An increasing number of scientific domains are confronted with the arduous task of managing large scale applications. For such applications, gradient estimations come at a large computational cost. Despite notable advances in automatic differentiation during the last years, its use in this context may reveal too costly in memory, inadequate for parallel architecture or require expert knowledge. For these reasons, we investigate an alternative approach that uses the finite difference method to evaluate the gradient of functions modeled as a directed acyclic graph. This approach enables the reuse of partial results from previous partial derivatives evaluations and thus reduces the computational cost. We identify a discrete optimization problem arising in the limited-memory context of large scale applications that aims to maximize the computational efficiency of the gradient approximation by scheduling the partial derivatives. This optimization problem is extended to consider the partitioning of the computations on multiple processors. We further derive some properties of these optimization problems, such as their upper bound on performance gains. Following a brief description of algorithms designed to obtain sensible solutions for both problems, we study the increase in performance resulting from sequential and parallel schedules obtained for synthetic DAGs. Finally, we employ this approach to accelerate the gradient evaluation of DAGs representing real evolutionary biology models.
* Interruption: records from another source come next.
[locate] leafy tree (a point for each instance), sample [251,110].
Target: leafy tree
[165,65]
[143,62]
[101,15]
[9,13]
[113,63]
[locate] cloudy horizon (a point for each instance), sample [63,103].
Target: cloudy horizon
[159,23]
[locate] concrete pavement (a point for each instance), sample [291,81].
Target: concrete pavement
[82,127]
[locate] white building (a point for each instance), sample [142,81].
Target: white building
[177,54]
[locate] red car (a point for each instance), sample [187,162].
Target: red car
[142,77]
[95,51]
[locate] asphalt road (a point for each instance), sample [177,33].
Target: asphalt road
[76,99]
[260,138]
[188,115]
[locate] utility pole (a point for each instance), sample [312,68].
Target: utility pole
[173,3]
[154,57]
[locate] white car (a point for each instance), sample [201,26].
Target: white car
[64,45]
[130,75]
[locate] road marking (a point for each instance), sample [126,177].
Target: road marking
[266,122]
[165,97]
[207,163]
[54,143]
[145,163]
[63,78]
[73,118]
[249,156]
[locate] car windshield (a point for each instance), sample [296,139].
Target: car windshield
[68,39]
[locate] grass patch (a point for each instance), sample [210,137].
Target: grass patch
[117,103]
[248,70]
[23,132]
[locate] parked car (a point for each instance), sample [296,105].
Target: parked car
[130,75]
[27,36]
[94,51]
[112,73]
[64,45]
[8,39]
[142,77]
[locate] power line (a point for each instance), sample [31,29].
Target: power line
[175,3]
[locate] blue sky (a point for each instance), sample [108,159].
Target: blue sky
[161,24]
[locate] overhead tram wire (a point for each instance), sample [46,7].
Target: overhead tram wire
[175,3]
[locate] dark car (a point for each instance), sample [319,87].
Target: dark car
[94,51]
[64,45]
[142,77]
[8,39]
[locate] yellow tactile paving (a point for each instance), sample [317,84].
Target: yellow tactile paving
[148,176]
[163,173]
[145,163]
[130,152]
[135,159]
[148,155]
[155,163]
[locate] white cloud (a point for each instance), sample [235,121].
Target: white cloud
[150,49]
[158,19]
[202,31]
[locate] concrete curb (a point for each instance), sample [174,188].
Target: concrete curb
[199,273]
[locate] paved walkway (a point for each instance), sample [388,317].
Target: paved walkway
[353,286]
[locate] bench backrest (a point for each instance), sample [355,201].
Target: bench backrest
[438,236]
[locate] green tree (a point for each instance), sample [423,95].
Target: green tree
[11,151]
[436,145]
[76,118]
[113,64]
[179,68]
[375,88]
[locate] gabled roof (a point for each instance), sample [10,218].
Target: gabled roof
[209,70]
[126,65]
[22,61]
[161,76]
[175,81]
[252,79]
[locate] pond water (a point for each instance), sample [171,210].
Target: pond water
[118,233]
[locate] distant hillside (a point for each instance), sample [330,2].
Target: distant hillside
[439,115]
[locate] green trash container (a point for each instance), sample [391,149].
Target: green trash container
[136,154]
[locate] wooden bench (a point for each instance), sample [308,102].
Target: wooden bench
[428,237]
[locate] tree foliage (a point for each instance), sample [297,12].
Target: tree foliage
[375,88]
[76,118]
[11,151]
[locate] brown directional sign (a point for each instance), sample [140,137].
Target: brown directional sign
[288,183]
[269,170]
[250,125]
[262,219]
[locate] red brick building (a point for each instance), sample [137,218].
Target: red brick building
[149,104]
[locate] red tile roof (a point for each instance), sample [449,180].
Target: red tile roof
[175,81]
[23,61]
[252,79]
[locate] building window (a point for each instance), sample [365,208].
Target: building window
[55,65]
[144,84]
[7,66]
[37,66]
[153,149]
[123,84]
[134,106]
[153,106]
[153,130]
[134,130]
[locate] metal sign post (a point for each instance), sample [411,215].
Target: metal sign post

One one of these large scale applications, our approach is shown to be nearly 400 times faster than a state-of-the-art software in sequential, and more than 11,000 times faster when using 256 processors.

### Asynchronous Task-Based Parallelization of Algebraic Multigrid

#### Amani Alonazi (King Abdullah University of Science and Technology), George Markomanolis (King Abdullah University of Science and Technology), David Keyes (King Abdullah University of Science and Technology)

As processor clock rates become more dynamic and workloads become more adaptive, the vulnerability to global synchronization that already complicates programming for performance in today's petascale environment will be exacerbated. Algebraic multigrid (AMG), the solver of choice in many large-scale PDE-based simulations, scales well in the weak sense, with fixed problem size per node, on tightly coupled systems when loads are well balanced and core performance is reliable. However, its strong scaling to many cores within a node is challenging. Reducing synchronization and increasing concurrency are vital adaptations of AMG to hybrid architectures. Recent communication-reducing improvements to classical additive AMG by Vassilevski and Yang improve concurrency and increase communication-computation overlap, while retaining convergence properties close to those of standard multiplicative AMG, but remain bulk synchronous. We extend additive AMG to asynchronous task-based parallelism using a hybrid MPI+OmpSs (from the Barcelona Supercomputer Center) within a node, along with MPI for internode communications. We implement a tiling approach to decompose the grid hierarchy into parallel units within task containers. We compare against the MPI-only BoomerAMG and the Auxiliary-space Maxwell Solver (AMS) in hypre library for the 3D Laplacian operator and electromagnetic diffusion, respectively. In time to solution for a full solve an MPI-OmpSs hybrid improves over an all-MPI approach in strong scaling at full core count (32 threads per single Haswell node of the Cray XC40) and maintains this per node advantage as both weak scale to thousands of cores, with MPI between nodes.